Deux ans après le lancement de Via Aeterna, le groupe Bayard avait d’ailleurs lui-même tiqué sur les aides apportées par le département, en dehors de toute délibération. Si une convention annuelle, dûment votée par les élus, fixait une subvention de 150 000 euros au festival, le département communication de la collectivité a aussi engagé, en 2017 comme en 2018, 90 000 euros dans l’achat d’encarts publicitaires dans des titres du groupe Bayard, organisateur de l’événement.
Ce montage a mis dans l’embarras le groupe de presse. Le 14 juin 2019, dans un mail consulté par Mediapart, l’ancienne trésorière de l’association créée par Bayard pour porter l’organisation du festival alertait la directrice de la communication du département sur les risques posés par l’achat, pour 75 000 euros cette année-là, d’encarts dans les titres du groupe.
Le message est alors sans ambiguïté : il « sera très difficile, voire impossible de justifier une nouvelle fois une facture entre l’association Via Aeterna et Bayard Presse pour récupérer ces 75 000 euros dans les comptes de l’association », explique-t-elle dans son mail. La trésorière confirme dans la suite de son message que l’association procédait ainsi les années précédentes : « Notre CAC [commissaire aux comptes – ndlr], qui s’occupe également des comptes de Bayard Presse, a bien voulu nous accorder cela en 2018 mais cette opération ne passera plus dans le futur, c’est certain. »

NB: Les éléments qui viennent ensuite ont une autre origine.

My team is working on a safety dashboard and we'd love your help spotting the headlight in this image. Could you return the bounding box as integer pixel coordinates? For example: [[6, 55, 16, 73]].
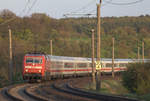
[[34, 66, 42, 69], [25, 66, 31, 68]]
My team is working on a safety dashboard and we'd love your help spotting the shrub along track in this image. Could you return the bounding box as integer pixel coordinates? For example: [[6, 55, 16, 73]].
[[36, 77, 138, 101], [0, 83, 47, 101], [0, 77, 140, 101]]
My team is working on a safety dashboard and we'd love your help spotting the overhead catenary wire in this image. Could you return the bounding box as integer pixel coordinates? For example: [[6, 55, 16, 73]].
[[26, 0, 37, 15], [71, 0, 96, 13], [103, 0, 144, 5], [0, 0, 37, 26]]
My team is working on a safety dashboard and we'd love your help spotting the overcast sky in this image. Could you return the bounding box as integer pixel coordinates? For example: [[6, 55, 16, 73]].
[[0, 0, 150, 18]]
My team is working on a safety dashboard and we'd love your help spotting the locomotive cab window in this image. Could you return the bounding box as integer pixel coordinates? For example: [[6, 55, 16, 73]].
[[26, 58, 42, 64], [77, 63, 87, 68]]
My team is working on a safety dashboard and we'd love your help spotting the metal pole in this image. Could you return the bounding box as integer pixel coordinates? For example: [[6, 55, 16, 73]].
[[91, 29, 95, 84], [142, 41, 144, 63], [96, 0, 102, 90], [50, 40, 53, 55], [112, 38, 115, 78], [138, 46, 140, 61], [8, 28, 13, 83]]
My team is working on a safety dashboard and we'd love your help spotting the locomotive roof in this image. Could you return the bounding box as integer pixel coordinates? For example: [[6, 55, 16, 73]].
[[25, 54, 45, 56], [47, 55, 145, 62]]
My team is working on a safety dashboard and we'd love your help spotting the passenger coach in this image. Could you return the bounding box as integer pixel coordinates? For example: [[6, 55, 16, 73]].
[[23, 54, 133, 80]]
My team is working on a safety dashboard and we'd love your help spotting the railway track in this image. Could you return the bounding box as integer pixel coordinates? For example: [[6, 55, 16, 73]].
[[37, 79, 138, 101], [0, 84, 47, 101], [0, 77, 141, 101]]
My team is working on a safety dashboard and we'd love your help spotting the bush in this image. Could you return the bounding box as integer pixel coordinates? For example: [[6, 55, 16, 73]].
[[123, 63, 150, 94]]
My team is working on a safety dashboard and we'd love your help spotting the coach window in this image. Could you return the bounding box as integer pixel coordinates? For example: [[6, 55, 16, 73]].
[[106, 63, 112, 67], [119, 63, 127, 67], [64, 63, 73, 68], [77, 63, 87, 68], [26, 58, 33, 63], [114, 63, 118, 67]]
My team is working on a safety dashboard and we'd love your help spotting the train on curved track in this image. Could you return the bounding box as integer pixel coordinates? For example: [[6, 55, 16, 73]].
[[23, 53, 145, 80]]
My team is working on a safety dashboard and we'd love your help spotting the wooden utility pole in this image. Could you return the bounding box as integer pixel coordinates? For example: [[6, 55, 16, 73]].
[[8, 28, 13, 83], [96, 0, 102, 90], [142, 41, 144, 63], [112, 38, 115, 78], [50, 40, 53, 55], [91, 29, 95, 84]]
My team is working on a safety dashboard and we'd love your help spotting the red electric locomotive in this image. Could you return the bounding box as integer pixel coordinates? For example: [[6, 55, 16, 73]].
[[23, 53, 131, 80], [23, 54, 45, 80]]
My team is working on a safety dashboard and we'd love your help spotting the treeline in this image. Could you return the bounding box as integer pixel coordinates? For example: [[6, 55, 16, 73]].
[[0, 10, 150, 78]]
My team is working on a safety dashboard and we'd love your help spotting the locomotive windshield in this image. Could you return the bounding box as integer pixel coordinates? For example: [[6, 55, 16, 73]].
[[26, 58, 42, 64]]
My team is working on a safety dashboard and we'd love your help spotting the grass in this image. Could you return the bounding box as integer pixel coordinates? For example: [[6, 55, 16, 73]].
[[85, 80, 150, 101]]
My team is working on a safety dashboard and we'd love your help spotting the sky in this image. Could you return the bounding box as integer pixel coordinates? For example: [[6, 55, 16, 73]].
[[0, 0, 150, 19]]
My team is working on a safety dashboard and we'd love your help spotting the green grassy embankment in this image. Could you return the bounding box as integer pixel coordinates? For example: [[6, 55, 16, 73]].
[[85, 80, 150, 101]]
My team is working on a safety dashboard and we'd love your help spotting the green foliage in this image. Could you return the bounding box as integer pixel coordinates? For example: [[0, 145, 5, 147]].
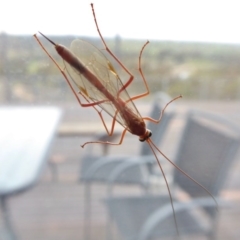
[[0, 34, 240, 101]]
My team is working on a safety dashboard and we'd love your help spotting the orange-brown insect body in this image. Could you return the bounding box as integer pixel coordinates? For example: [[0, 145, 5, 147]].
[[55, 44, 150, 140]]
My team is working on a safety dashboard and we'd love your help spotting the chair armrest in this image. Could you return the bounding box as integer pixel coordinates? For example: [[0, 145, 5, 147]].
[[139, 198, 229, 240]]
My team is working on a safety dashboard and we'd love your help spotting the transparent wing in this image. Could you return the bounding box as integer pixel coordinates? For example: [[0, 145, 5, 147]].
[[64, 39, 141, 128]]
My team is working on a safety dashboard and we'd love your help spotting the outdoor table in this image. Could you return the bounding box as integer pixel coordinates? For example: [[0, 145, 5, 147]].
[[0, 106, 61, 239]]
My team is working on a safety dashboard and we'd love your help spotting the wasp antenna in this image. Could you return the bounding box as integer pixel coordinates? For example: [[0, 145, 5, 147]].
[[38, 31, 56, 46]]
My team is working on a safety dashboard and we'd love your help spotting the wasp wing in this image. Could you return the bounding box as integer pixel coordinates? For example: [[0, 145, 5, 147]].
[[64, 39, 141, 128]]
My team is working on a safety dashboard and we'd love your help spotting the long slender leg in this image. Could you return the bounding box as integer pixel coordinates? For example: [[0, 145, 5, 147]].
[[81, 128, 127, 148], [33, 34, 118, 136], [91, 3, 149, 101], [143, 95, 182, 123]]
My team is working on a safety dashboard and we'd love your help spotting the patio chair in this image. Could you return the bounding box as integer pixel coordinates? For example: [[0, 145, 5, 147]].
[[105, 111, 240, 240], [80, 93, 175, 239]]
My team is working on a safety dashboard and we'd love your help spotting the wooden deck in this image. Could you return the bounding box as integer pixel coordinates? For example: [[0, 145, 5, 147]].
[[0, 100, 240, 240]]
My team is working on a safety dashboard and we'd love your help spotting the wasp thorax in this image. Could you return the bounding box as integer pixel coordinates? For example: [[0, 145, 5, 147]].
[[139, 129, 152, 142]]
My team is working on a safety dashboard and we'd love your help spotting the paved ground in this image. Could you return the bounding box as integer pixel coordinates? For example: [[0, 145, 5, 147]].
[[1, 102, 240, 240]]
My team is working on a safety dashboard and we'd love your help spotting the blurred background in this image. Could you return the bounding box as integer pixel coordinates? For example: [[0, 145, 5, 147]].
[[0, 0, 240, 240]]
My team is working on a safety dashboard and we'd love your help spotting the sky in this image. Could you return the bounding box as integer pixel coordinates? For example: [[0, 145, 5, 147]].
[[0, 0, 240, 44]]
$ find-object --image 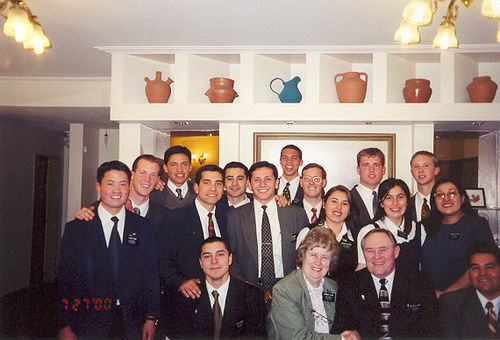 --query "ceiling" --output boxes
[0,0,497,131]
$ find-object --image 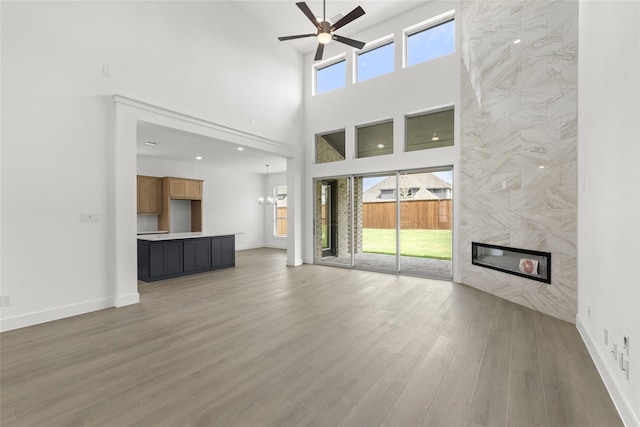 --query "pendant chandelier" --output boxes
[258,165,276,205]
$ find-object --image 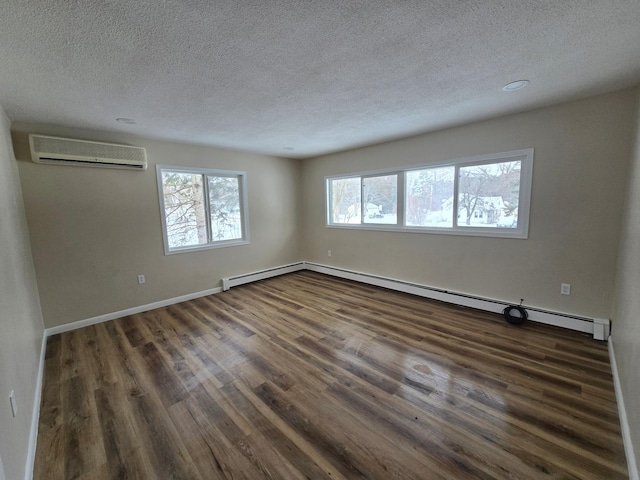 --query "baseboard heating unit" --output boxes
[222,262,610,340]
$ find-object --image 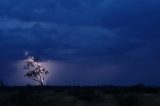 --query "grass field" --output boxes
[0,86,160,106]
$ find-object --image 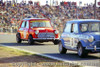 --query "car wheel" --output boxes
[16,33,22,43]
[53,40,59,45]
[28,35,33,45]
[77,44,88,57]
[59,42,67,54]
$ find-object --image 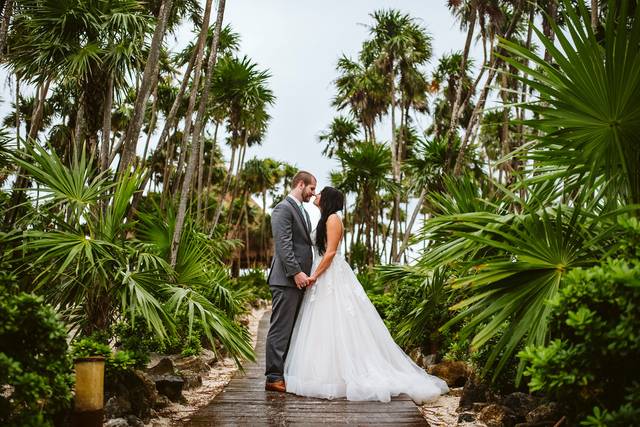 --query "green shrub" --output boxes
[0,288,73,426]
[519,260,640,425]
[71,335,144,381]
[387,270,451,354]
[367,293,395,320]
[181,331,202,356]
[234,268,271,303]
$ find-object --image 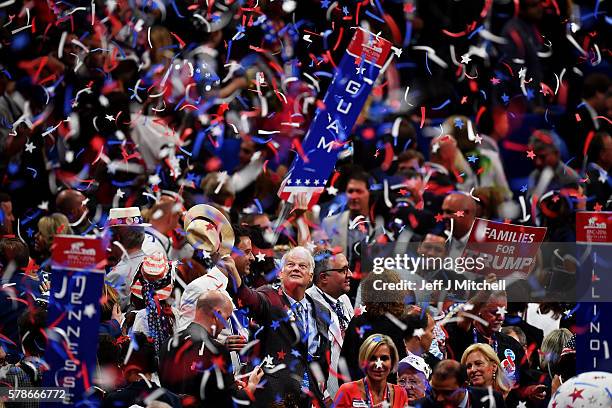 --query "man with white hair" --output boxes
[423,135,460,214]
[142,196,193,261]
[238,246,330,407]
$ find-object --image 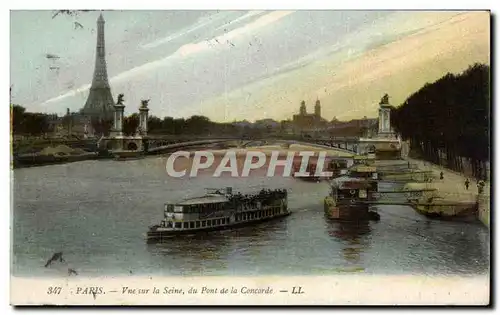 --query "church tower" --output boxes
[82,14,114,119]
[314,99,321,119]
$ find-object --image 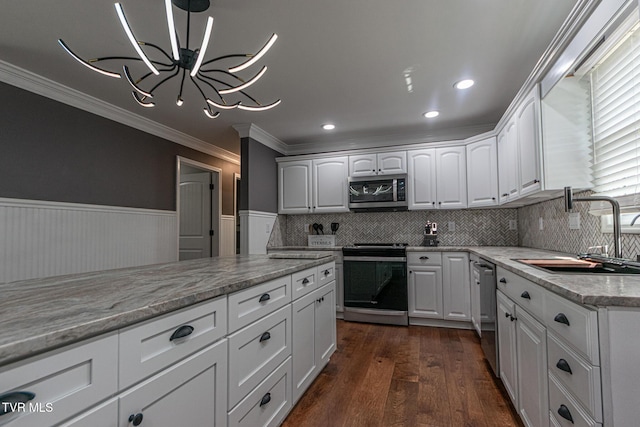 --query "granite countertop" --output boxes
[0,253,335,365]
[270,246,640,307]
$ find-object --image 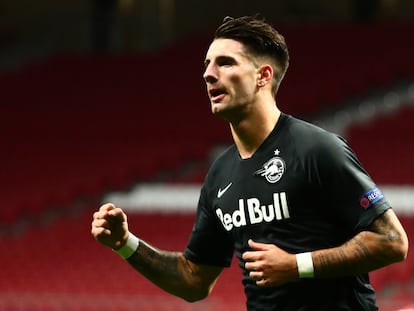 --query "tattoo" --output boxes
[369,210,401,243]
[314,210,406,277]
[128,240,188,282]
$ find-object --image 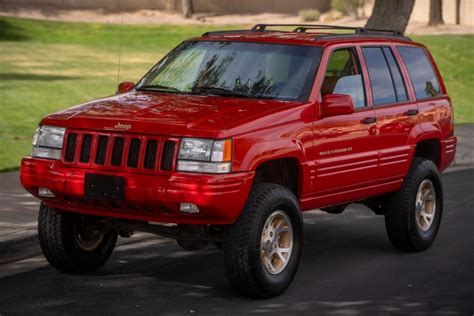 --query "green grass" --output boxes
[0,17,474,171]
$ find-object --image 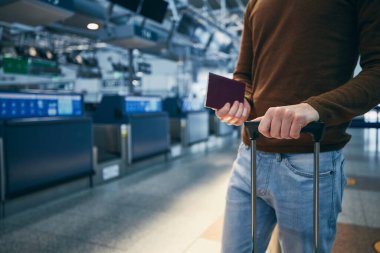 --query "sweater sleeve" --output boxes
[233,0,256,104]
[305,0,380,126]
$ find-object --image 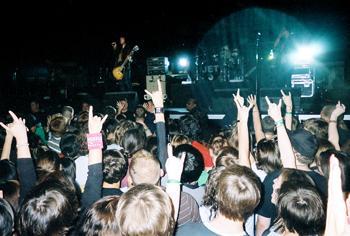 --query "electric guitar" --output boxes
[112,45,139,80]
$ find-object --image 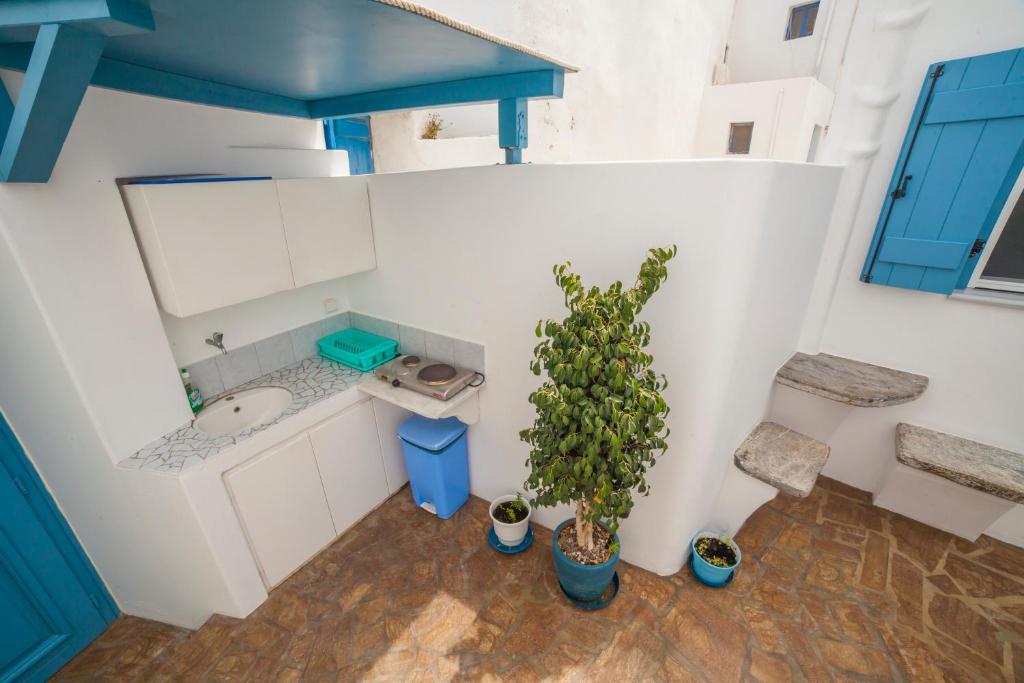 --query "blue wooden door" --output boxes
[0,415,118,682]
[861,49,1024,294]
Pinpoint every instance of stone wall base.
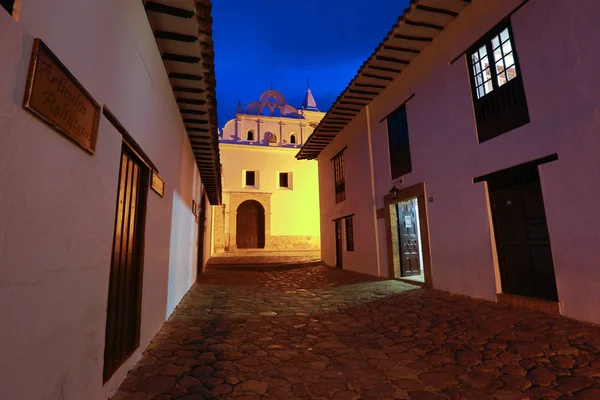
[268,235,321,250]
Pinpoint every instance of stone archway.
[228,192,272,251]
[235,200,265,249]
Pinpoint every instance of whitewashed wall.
[319,0,600,323]
[0,0,209,400]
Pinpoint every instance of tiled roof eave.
[296,0,471,160]
[144,0,222,205]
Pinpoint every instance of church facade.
[213,89,325,252]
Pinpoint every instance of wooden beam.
[154,30,198,43]
[162,53,200,64]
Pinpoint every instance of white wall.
[319,110,379,275]
[319,0,600,323]
[0,0,209,400]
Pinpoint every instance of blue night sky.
[212,0,408,128]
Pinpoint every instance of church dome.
[258,89,287,106]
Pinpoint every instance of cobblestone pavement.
[113,266,600,400]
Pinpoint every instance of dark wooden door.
[488,165,558,301]
[396,201,421,276]
[104,144,148,382]
[196,190,206,277]
[236,200,265,249]
[335,219,344,268]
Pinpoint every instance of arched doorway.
[235,200,265,249]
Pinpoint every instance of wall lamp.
[390,185,398,200]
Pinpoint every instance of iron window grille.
[345,217,354,251]
[467,20,529,143]
[387,104,412,179]
[333,152,346,203]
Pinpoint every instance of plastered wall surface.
[319,0,600,323]
[0,0,206,400]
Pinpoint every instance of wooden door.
[335,219,344,268]
[488,165,558,301]
[196,189,206,278]
[236,200,265,249]
[396,200,421,276]
[104,144,148,382]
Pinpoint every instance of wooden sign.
[23,39,100,154]
[150,170,165,197]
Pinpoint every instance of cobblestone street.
[113,266,600,400]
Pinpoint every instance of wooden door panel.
[236,200,265,249]
[104,145,148,382]
[488,166,558,300]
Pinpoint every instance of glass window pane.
[506,65,517,81]
[494,47,502,61]
[479,46,487,58]
[498,72,506,86]
[500,28,508,43]
[481,57,490,69]
[492,36,500,50]
[504,53,515,69]
[485,80,494,94]
[496,60,504,74]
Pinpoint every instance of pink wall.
[319,111,378,274]
[320,0,600,323]
[0,0,209,400]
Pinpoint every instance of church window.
[244,171,258,187]
[279,172,292,189]
[332,150,346,203]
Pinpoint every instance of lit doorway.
[384,183,431,287]
[391,197,424,282]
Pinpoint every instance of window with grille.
[332,152,346,203]
[346,217,354,251]
[279,172,290,188]
[467,20,529,143]
[387,105,412,179]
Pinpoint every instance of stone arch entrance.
[235,200,265,249]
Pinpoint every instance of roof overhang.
[296,0,471,160]
[144,0,222,205]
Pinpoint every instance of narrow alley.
[113,266,600,400]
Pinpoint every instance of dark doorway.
[236,200,265,249]
[104,143,149,382]
[335,219,344,268]
[396,198,421,277]
[0,0,15,15]
[196,189,206,277]
[488,165,558,301]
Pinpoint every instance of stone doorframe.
[229,192,272,251]
[383,182,433,287]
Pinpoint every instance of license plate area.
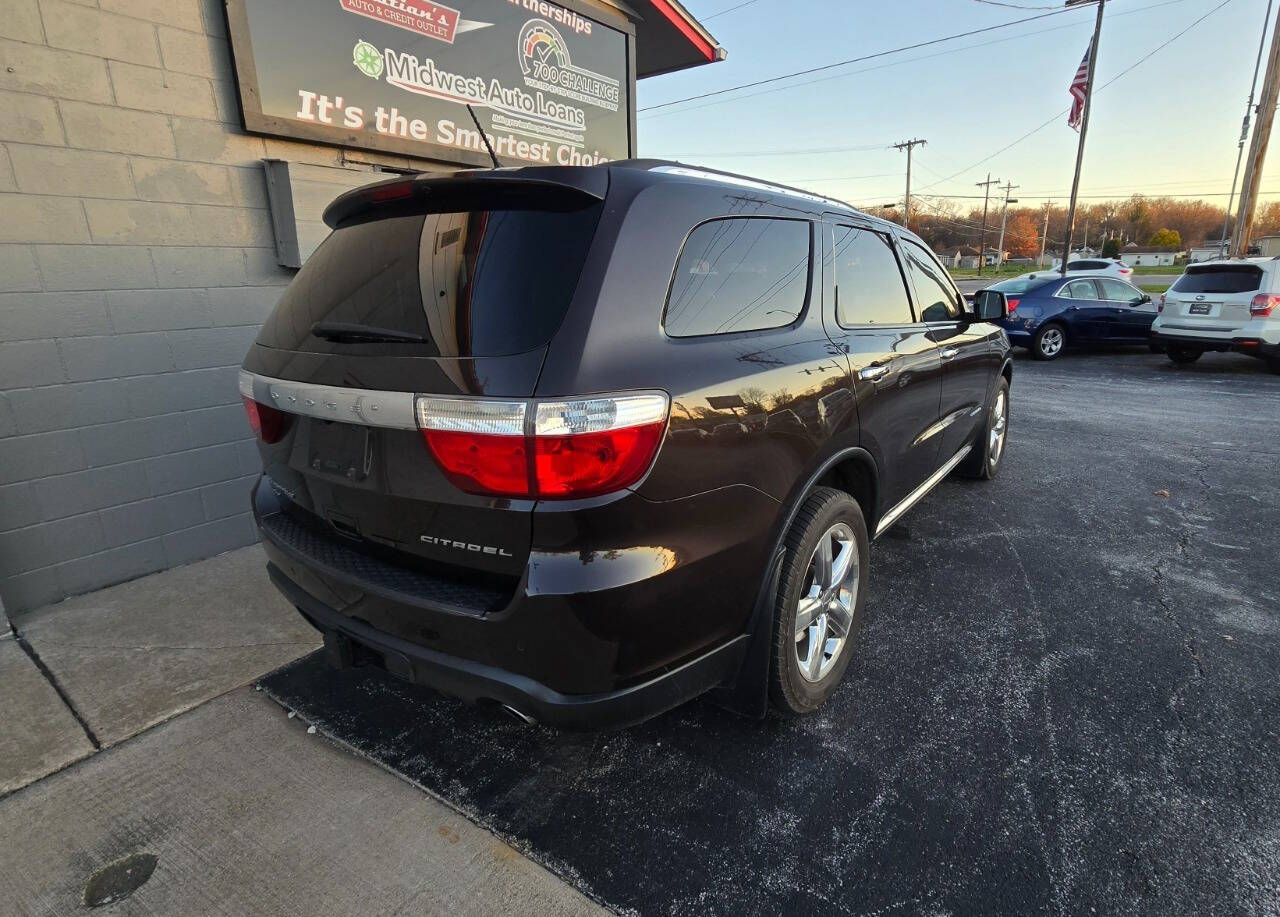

Face à l’impossibilité de procéder de la même manière pour l’édition 2019, le département a finalement décidé, en guise de compensation, de faire voter une subvention complémentaire équivalente (70 000 euros) en octobre 2019. « Nous avons considéré que, pour la bonne forme, le mieux était que l’argent soit versé dans la même enveloppe [par le biais de subventions – ndlr] », confirme Éric de Kermel, directeur délégué de Bayard, tout en insistant sur le fait que les encarts payés en 2017 et 2018 par le département étaient bien réels, et pas un moyen détourné de verser de l’argent au groupe de presse.
Pour les Roses de la Manche, événement organisé par une société privée, le département a dépensé entre 2013 et 2019 de 22 000 euros à 39 000 euros, selon les documents consultés. « La lettre de mission que je recevais du président du conseil départemental mentionnait l’ensemble des prestations (soumises à TVA) que nous devions effectuer », explique Tony Mogis, organisateur de l’événement. D’autres prestations (l’impression de documents ou la réalisation de visuels) étaient directement réalisées par le département, sans facturation à l’organisateur et sans délibération des élus.
Comment cela était-il validé au sein de la collectivité ? Marc Lefèvre n’a pas répondu à cette question non plus. Les enquêteurs s’intéressent pour leur part à la relation entre M. Mogis et l’ancien directeur de cabinet du président du département. Des échanges sur les réseaux sociaux montrent une grande proximité entre les deux hommes, qui se tutoient et échangent ensemble sur des sujets sans lien avec leur travail.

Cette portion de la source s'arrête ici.